The xp command

All of xp’s functionality is accessed through the xp command line tool. You’ll first need a pipeline, of course. For illustration purposes, throughout this section, we’ll use the pipeline foobar, which has the following contents:

use configurator as config

download_data: config.setup_env
        code.sh:
                curl www.greatdata.com/dataset1.tsv > $PLN(dataset1.tsv)

extract_col1: download_data
        code.sh:
                cut -f 1 $PLN(dataset1.tsv) > $PLN(col1.txt)

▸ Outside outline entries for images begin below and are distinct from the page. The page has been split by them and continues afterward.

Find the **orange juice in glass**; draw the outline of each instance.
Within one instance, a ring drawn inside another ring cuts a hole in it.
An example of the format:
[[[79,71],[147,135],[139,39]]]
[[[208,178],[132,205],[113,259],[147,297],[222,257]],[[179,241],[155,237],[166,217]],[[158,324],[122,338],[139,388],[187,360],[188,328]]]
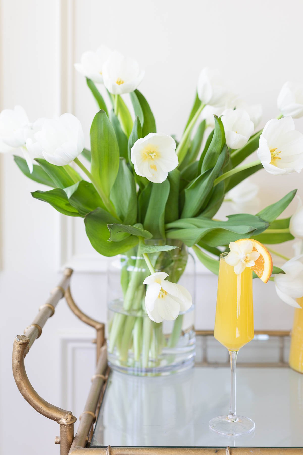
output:
[[[220,256],[214,335],[228,350],[231,389],[229,412],[210,421],[211,430],[239,436],[253,431],[255,424],[236,412],[236,362],[239,349],[253,338],[253,271],[267,283],[273,270],[270,254],[262,243],[241,239],[229,244]],[[228,256],[228,257],[227,257]]]

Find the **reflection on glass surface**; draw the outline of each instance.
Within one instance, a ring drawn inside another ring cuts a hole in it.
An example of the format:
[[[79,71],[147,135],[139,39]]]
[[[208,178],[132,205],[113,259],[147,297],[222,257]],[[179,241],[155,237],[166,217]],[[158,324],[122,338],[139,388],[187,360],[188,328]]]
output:
[[[115,371],[90,447],[303,445],[303,375],[288,368],[240,365],[238,374],[240,411],[255,422],[253,433],[231,438],[208,428],[226,407],[228,368],[195,367],[157,378]]]

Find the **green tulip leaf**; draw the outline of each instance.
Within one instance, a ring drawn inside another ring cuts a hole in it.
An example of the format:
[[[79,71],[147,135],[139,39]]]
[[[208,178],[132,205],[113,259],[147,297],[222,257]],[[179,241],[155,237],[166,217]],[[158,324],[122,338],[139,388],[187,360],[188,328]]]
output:
[[[94,116],[90,128],[91,172],[108,197],[119,168],[119,147],[114,130],[104,111]]]
[[[100,254],[116,256],[125,253],[138,244],[139,239],[130,235],[120,242],[109,242],[108,224],[119,223],[119,220],[101,208],[86,215],[84,222],[86,235],[92,246]]]
[[[77,182],[82,180],[77,171],[69,165],[56,166],[55,164],[51,164],[48,161],[42,158],[36,158],[35,161],[39,163],[58,188],[63,188],[70,187]]]
[[[87,160],[88,161],[91,162],[91,153],[90,152],[90,150],[89,150],[87,148],[84,148],[81,154],[84,157],[86,160]]]
[[[118,176],[110,192],[110,200],[119,217],[125,224],[137,220],[137,194],[133,174],[123,158],[120,158]]]
[[[110,233],[109,242],[119,242],[129,235],[136,235],[148,239],[151,238],[153,237],[150,233],[143,229],[142,224],[140,224],[131,226],[115,223],[108,224],[107,227]]]
[[[158,251],[171,251],[172,250],[175,250],[177,248],[180,249],[179,247],[176,247],[174,245],[163,245],[162,246],[154,246],[151,245],[140,244],[140,253],[154,253]]]
[[[105,209],[102,199],[96,189],[90,182],[81,180],[71,187],[64,188],[70,203],[75,207],[82,216],[98,207]]]
[[[271,223],[286,208],[294,197],[297,190],[289,192],[282,199],[263,208],[257,214],[265,221]]]
[[[28,177],[34,182],[37,182],[39,183],[43,183],[43,185],[47,185],[49,187],[55,187],[53,181],[50,177],[48,174],[44,171],[42,168],[37,164],[34,165],[34,170],[31,174],[30,172],[28,166],[24,158],[21,157],[18,157],[17,155],[14,155],[14,159],[17,166],[20,170],[23,172],[24,175]]]
[[[139,90],[130,93],[135,115],[138,116],[142,126],[142,137],[156,132],[156,122],[149,105]]]
[[[169,194],[168,179],[162,183],[152,183],[150,197],[143,225],[154,238],[165,238],[165,206]]]
[[[120,156],[125,158],[128,161],[127,156],[127,137],[121,128],[118,117],[115,115],[113,109],[109,112],[109,120],[114,127],[116,137],[119,146]]]
[[[208,254],[207,254],[204,251],[202,251],[196,245],[194,245],[193,247],[193,249],[196,253],[199,261],[202,263],[203,265],[206,267],[207,268],[208,268],[209,270],[210,270],[211,272],[212,272],[213,273],[215,273],[216,275],[219,274],[219,259],[211,258],[210,256],[209,256]]]
[[[93,81],[91,79],[89,79],[88,77],[87,77],[86,83],[87,84],[87,86],[91,91],[92,93],[94,95],[94,99],[98,103],[99,109],[102,109],[105,112],[106,115],[108,116],[109,113],[107,111],[107,108],[106,107],[106,105],[105,104],[105,102],[103,99],[103,97],[96,87]]]

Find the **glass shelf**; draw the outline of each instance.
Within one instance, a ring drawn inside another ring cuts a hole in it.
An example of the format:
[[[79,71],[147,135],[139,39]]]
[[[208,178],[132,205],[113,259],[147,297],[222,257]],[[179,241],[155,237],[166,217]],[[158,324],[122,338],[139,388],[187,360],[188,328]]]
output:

A bit of vocabulary will help our discussion of the behavior of the xp command:

  • a direct dependency of a task (say, taskX) is another task which
    appears in the dependency list of taskX. In foobar, download_data is direct dependency of extract_col1.
  • the dependencies of a task (say, taskX) are all the direct
    dependencies of taskX as well as the direct dependencies of those tasks and so forth. In foobar, the dependencies of extract_col1 includes download_data as well as config.setup_env and an tasks that setup_env depends on.
  • a terminal task is a task that isn’t in the dependency list of any other
    task in the pipeline. In foobar, extract_col1 is the only terminal task.
  • a task becomes marked when it is successfully run. Typically this is used
    to ensure that the task isn’t run again.

Running a pipeline

The most fundamental activity we’ll need to do is running a tasks in a pipeline.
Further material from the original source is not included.